Theory of post-Newtonian radiation and reaction

TL;DR

This paper develops a unified, gauge-invariant effective field theory framework for post-Newtonian gravitational radiation and reaction, introducing novel methods for zone matching and multipole calculations, applicable to scalar, electromagnetic, and gravitational fields.

Contribution

It reformulates the post-Newtonian radiation and reaction theory using gauge-invariant fields, 2-way multipoles, and a double-field action, unifying outgoing radiation and reaction forces in a novel way.

Findings

Derived a simplified expression for radiation source multipoles.

Calculated the leading outgoing radiation and reaction force with minimal complexity.

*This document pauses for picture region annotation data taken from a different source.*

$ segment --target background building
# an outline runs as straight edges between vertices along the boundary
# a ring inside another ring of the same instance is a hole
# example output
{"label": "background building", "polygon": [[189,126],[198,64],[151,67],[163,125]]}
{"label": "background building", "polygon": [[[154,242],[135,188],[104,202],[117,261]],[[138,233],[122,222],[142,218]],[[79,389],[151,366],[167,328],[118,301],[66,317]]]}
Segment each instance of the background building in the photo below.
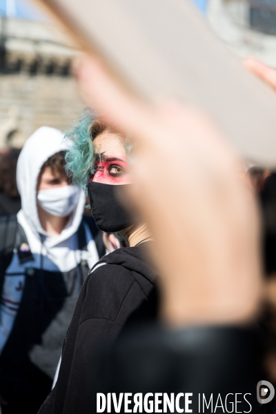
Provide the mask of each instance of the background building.
{"label": "background building", "polygon": [[239,55],[276,68],[276,0],[208,0],[207,15]]}
{"label": "background building", "polygon": [[43,125],[63,130],[83,108],[72,77],[77,51],[50,21],[15,6],[6,2],[0,16],[0,148],[22,146]]}

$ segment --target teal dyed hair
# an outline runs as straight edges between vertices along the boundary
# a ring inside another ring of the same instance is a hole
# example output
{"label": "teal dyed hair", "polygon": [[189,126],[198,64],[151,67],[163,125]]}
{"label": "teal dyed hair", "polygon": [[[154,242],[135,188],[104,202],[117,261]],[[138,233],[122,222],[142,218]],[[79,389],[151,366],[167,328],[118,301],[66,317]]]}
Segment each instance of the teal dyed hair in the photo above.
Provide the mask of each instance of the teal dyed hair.
{"label": "teal dyed hair", "polygon": [[[81,114],[77,124],[66,133],[71,145],[66,155],[66,170],[72,183],[86,190],[90,176],[93,173],[95,153],[93,140],[105,130],[111,130],[89,109]],[[126,138],[125,148],[128,155],[132,144]]]}

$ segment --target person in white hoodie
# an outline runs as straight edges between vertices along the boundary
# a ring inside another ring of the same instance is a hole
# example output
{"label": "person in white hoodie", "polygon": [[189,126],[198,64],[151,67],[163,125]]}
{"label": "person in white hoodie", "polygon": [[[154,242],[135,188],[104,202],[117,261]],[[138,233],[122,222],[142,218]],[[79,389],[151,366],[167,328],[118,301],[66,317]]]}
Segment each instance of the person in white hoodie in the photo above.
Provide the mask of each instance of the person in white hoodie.
{"label": "person in white hoodie", "polygon": [[51,389],[77,299],[105,253],[83,193],[64,172],[68,149],[41,127],[26,142],[17,180],[22,208],[0,221],[0,404],[36,414]]}

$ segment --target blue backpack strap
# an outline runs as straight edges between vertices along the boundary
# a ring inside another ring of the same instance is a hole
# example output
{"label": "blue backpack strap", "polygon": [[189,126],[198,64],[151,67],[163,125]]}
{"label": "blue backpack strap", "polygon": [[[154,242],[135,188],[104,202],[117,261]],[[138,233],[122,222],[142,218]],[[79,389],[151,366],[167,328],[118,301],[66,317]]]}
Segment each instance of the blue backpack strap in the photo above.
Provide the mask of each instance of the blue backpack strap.
{"label": "blue backpack strap", "polygon": [[0,217],[0,293],[6,270],[12,262],[17,226],[15,215]]}

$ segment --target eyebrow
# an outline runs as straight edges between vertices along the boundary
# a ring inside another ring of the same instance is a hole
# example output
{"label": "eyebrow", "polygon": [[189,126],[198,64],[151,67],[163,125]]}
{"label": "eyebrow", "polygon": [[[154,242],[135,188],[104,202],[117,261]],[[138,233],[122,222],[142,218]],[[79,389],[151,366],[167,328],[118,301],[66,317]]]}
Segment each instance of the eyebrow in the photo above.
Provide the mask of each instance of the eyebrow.
{"label": "eyebrow", "polygon": [[117,158],[116,157],[105,157],[103,155],[103,159],[104,159],[104,161],[121,161],[122,162],[124,162],[124,159],[121,159],[121,158]]}
{"label": "eyebrow", "polygon": [[108,155],[105,155],[104,152],[97,154],[95,161],[101,162],[101,160],[108,161],[109,162],[111,162],[112,161],[121,161],[121,162],[125,162],[125,160],[121,159],[121,158],[118,158],[117,157],[108,157]]}

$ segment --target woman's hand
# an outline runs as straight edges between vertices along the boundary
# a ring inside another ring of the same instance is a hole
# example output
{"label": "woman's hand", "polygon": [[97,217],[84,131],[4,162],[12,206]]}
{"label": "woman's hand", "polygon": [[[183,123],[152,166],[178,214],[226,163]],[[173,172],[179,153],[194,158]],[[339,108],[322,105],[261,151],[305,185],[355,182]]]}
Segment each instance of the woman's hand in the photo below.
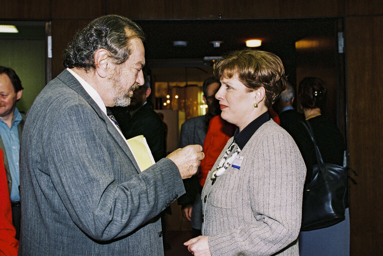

Presented a new +1PN correction to mass multipoles in gravitational theory.

Abstract

We address issues with extant formulations of dissipative effects in the effective field theory (EFT) which describes the post-Newtonian (PN) inspiral of two gravitating bodies by (re)formulating several parts of the theory. Novel ingredients include gauge invariant spherical fields in the radiation zone; a system zone which preserves time reversal such that its violation arises not from local odd propagation but rather from interaction with the radiation sector in a way which resembles the balayage method; 2-way multipoles to perform zone matching within the EFT action; and a double-field radiation-reaction action which is the non-quantum version of the Closed Time Path formalism and generalizes to any theory with directed propagators including theories which are defined by equations of motion rather than an action. This formulation unifies the treatment of outgoing radiation and its reaction force. We demonstrate the theory in the scalar, electromagnetic and gravitational cases by economizing the following: the expression for the radiation source multipoles; the derivation of the leading outgoing radiation and associated reaction force such that it is maximally reduced to mere multiplication; and the derivation of the gravitational next to leading PN order. In fact we present a novel expression for the +1PN correction to all mass multipoles. We introduce useful definitions for multi-index summation, for the normalization of Bessel functions and for the normalization of the gravito-magnetic vector potential.